On Sunday, there were no major injuries as gunmen beat back the crowds and long lines of people formed, the witnesses said, and Washington said it was now able to get large numbers of Americans into the airport.
Britain’s defence ministry said seven Afghans were killed in the crush around the airport on Saturday as thousands tried to get a flight out, a week after the Islamist militants took control of the country.
“Conditions on the ground remain extremely challenging but we are doing everything we can to manage the situation as safely and securely as possible,” the ministry said.
A NATO official said at least 20 people have died in the past seven days in and around the airport.
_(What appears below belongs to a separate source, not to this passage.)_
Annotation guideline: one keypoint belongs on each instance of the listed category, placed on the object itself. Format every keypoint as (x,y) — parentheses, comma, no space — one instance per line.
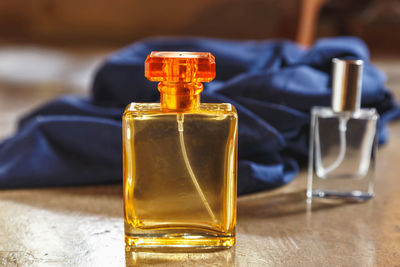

Some were shot and others died in stampedes, witnesses have said.
British Prime Minister Boris Johnson called a meeting of leaders of the Group of Seven wealthy nations on Tuesday to “ensure safe evacuations, prevent a humanitarian crisis and support the Afghan people”.
Panicked Afghans have tried to board flights out, fearing reprisals and a return to a harsh version of Islamic law the Sunni Muslim group exercised while in power two decades ago.
Leaders of the Taliban, who have sought to show a more moderate face since capturing Kabul last Sunday, have begun talks on forming a government.
The United States and other foreign countries including Britain have brought in several thousand troops to help evacuate foreign citizens and vulnerable Afghans, but have been careful to avoid clashes with the Taliban.
A Taliban official said “we are seeking complete clarity on foreign forces’ exit plan.”
“Managing chaos outside Kabul airport is a complex task,” the official, who spoke on the condition of anonymity, told Reuters.
On Sunday, a Pentagon spokesman said the US would deploy 18 commercial aircraft to transport people who have been flown out of Afghanistan.
Australia ran four flights into Kabul on Saturday, evacuating more than 300 people. The Netherlands said it would increase its military presence in Afghanistan to help evacuation efforts.
President Vladimir Putin rejected the idea of sending evacuees to countries near Russia, saying he did not want “militants showing up here under cover of refugees”.
The Taliban’s seizure of power came as US-led forces were withdrawing after a 20-year war that President Joe Biden sought to conclude.
On Saturday, former President Donald Trump called it “the greatest foreign policy humiliation in US history, even though his administration negotiated the withdrawal deal last year.
Forces holding out against the Taliban in northern Afghanistan said this weekend they have taken three districts close to the Panjshir valley where remnants of government forces and other militia groups have gathered.
Ahmad Massoud, son of one of the heros of Afghanistan’s anti-Soviet resistance in the 1980s, said he would not surrender areas under his control to the Taliban, al-Arabiya TV reported on Sunday.
Massoud called on the formation of a comprehensive government to rule the country with the participation of the Taliban, warning that war will be “unavoidable” if the insurgents refuse dialogue, the TV channel said.
Taliban leaders are set to meet former governors and bureaucrats in more than 20 of Afghanistan’s 34 provinces over the next few days to ensure their safety and seek cooperation, the Taliban official said.